Bivariate Gradient Descent vs. Newton-Raphson¶

The following example demonstrates bi-variate optimization using Gradient Descent and Newton-Raphson method. It is the goal to minimize the objective function $f(x,y)=(x-y)^4+2x^2+y^2-x+2y$ and compare the two optimization approaches.
The provided example is authored by Christopher Hahne and inspired by a lab note from Colorado State University.

last update: 02/10/2020
Author







Christopher
Hahne, PhD

As we aim to find the minimum of $f(x, y)$, we can take it directly as the objective function, which writes

$$f(x,y)=(x-y)^4+2x^2+y^2-x+2y$$

and implement it as

In [1]:
obj_fun = lambda x: (x[0]-x[1])**4 + 2*x[0]**2 + x[1]**2 - x[0] + 2*x[1]

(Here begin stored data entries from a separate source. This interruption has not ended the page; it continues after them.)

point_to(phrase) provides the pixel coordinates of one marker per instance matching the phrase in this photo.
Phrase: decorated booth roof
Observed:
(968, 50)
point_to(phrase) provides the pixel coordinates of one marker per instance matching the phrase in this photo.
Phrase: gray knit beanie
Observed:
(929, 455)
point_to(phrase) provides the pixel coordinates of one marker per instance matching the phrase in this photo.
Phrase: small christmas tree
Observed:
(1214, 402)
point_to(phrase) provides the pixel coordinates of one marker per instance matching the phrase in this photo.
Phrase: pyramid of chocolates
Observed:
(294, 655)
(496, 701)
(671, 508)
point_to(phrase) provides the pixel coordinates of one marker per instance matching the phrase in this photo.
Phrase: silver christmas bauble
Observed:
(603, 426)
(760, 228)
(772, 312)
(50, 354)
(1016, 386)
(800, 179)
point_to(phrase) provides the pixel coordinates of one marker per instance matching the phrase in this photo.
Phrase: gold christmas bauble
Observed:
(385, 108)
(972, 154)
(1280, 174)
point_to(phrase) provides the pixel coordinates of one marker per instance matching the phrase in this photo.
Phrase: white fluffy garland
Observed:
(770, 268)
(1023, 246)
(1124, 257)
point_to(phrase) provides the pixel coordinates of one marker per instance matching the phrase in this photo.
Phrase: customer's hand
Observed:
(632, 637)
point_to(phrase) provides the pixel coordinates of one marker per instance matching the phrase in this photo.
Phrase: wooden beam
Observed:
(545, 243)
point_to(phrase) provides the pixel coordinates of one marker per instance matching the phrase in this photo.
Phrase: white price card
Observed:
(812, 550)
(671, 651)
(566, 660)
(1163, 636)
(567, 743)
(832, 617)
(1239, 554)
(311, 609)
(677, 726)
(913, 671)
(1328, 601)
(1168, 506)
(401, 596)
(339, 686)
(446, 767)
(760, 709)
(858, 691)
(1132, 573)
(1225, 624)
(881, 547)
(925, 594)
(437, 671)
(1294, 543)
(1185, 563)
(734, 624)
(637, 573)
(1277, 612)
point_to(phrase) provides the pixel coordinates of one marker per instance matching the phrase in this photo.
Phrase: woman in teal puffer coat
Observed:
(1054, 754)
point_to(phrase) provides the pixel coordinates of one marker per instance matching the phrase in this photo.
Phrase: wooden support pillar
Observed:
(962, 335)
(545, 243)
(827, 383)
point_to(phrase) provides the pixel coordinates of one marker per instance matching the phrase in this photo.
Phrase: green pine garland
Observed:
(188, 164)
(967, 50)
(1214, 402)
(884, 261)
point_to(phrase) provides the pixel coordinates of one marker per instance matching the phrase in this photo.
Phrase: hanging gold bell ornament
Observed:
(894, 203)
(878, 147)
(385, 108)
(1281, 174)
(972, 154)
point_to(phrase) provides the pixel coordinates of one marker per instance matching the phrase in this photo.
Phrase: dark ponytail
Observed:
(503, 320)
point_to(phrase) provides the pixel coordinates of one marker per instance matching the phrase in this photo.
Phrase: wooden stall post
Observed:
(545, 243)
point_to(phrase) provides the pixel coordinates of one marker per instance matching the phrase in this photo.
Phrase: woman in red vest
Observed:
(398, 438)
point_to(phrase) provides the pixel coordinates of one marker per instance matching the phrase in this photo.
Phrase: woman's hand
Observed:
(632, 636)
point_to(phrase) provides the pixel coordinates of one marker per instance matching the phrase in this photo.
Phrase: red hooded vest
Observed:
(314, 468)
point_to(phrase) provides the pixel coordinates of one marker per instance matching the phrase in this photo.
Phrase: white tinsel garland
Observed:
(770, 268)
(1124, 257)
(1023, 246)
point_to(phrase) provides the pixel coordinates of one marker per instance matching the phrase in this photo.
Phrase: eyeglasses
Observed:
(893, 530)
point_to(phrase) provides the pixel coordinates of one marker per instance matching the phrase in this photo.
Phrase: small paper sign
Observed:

To employ the gradient descent in the multivariate case, we may analytically construct its partial derivatives given by

$$\frac{\partial f}{\partial x}(x,y)=4(x-y)^3 + 4x-1$$$$\frac{\partial f}{\partial y}(x,y)=-4(x-y)^3 + 2y+2$$

This is re-written in vector form as

$$\nabla \mathbf{F}(\mathbf{x}) = \begin{bmatrix} \frac{\partial f}{\partial x}(x,y)\\ \frac{\partial f}{\partial y}(x,y)\end{bmatrix} = \begin{bmatrix} 4(x-y)^3 + 4x-1 \\ -4(x-y)^3 + 2y+2 \end{bmatrix} $$

and implemented as

In [2]:
gradient = lambda x: [4*(x[0]-x[1])**3 + 4*x[0]-1, -4*(x[0]-x[1])**3 + 2*x[1]+2]

Gradient Descent¶

The gradient descent is applicable for multivariate functions with dimensions $m$ such that $\textbf{x}\in\mathbb{R}^m$ in

$$\mathbf{x}_{k+1}=\mathbf{x}_k-\gamma \nabla \mathbf{F}(\mathbf{x}_k), \qquad k \in \mathbb{N}$$

where $k$ is the iterative index, $\nabla \mathbf{F}(\cdot)$ the gradient of candidate $\mathbf{x}_k$ and $\gamma$ the learning rate. An implementation of the gradient descent is given below.

In [3]:
def multivar_descent(x, gradient, l=0.02, tol=1e-10, eps=1):
    x_list = []
    while tol<eps<100:
        x_list.append(x.copy())
        g = gradient(x)
        x -= np.multiply(l, g)
        eps = np.sum(np.abs(g)) # error
        
    return x_list, eps

Newton-Raphson Method¶

For minimization, the Newton-Raphson approach can be generalized to $m$ variables with the first-order derivative $\nabla\mathbf{F}(\mathbf{x})\in\mathbb{R}^m$ from above and the second-order derivative $\mathbf{H}(\mathbf{x}) \in \mathbb{R}^{m\times m}$ as the Hessian matrix, which in our case is given by

$$ \mathbf H(\mathbf{x}) = \begin{bmatrix} \dfrac{\partial^2 f(x,y)}{\partial x^2} & \dfrac{\partial^2 f(x,y)}{\partial x \partial y}\\[1em] \dfrac{\partial^2 f(x,y)}{\partial y \partial x} & \dfrac{\partial^2 f(x,y)}{\partial y^2} \end{bmatrix} = \begin{bmatrix} 12(x-y)^2 + 4 & -12(x-y)^2 \\ -12(x-y)^2 & 12(x-y)^2 + 2 \end{bmatrix} $$

and implemented as

In [4]:
hessian = lambda x: [[12*(x[0]-x[1])**2 + 4, -12*(x[0]-x[1])**2], [-12*(x[0]-x[1])**2, 12*(x[0]-x[1])**2 + 2]]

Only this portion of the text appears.